Abstract

In elderly patients with glioblastomas, many questions remain unresolved, including the optimal fractionation schedule for radiotherapy, the role of temozolomide as monotherapy, and the most appropriate definition of “elderly” for clinical decision-making in this setting. Based on successful phase III trials, 60 Gy involved-field radiotherapy in 30 fractions over 6 weeks [Standard radiation therapy (RT)] with concurrent and adjuvant temozolomide is currently the standard of care. In this disease, age and Karnofsky Performance Status (KPS) are the most important prognostic factors. For elderly patients, clinical trials comparing standard RT with radiotherapy abbreviated to 40 Gy in 15 fractions over 3 weeks demonstrated similar outcomes, indicating shortened radiotherapy may be an appropriate option for elderly patients.
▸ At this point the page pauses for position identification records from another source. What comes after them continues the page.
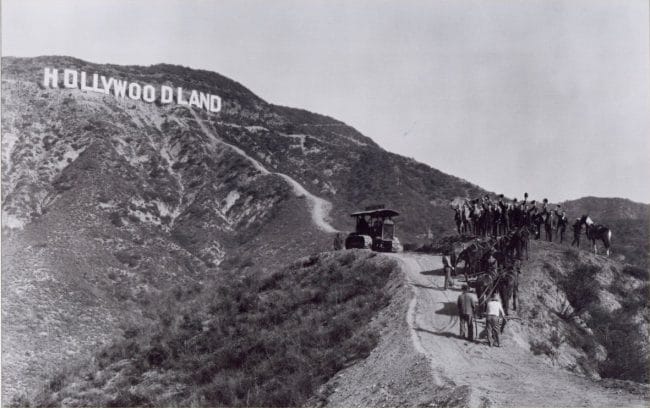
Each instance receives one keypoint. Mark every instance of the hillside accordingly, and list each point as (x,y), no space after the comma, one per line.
(628,220)
(109,204)
(142,230)
(242,342)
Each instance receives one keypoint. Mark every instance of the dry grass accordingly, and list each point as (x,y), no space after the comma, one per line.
(251,342)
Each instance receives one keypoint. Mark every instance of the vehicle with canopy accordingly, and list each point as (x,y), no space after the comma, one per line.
(375,229)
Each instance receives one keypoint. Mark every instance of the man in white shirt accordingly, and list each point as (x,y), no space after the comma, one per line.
(494,311)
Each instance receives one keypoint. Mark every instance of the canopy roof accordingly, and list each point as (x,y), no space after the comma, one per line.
(382,213)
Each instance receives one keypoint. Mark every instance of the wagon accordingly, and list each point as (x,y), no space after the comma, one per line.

There is also evidence that temozolomide alone may be more effective than radiotherapy alone for elderly patients with methylation of the O6-methylguanine–DNA methyltransferase (MGMT) gene promoter region. Although the incidence of MGMT promoter methylation is not age-dependent, extensive data are lacking with respect to the benefit of adding temozolomide to short-course radiotherapy in elderly patients with glioblastoma and its dependence on status regarding MGMT promoter methylation in tumors (MGMT status).In elderly still many unanswered questions like Can we do away with RT altogether for patients with MGMT methylation? or Can we combine TMZ with other hypofractionated regimens such as 34 Gy/10 or 25 Gy/5 fractions? Undoubtedly, further trials will be needed to answer these questions and guide our practice.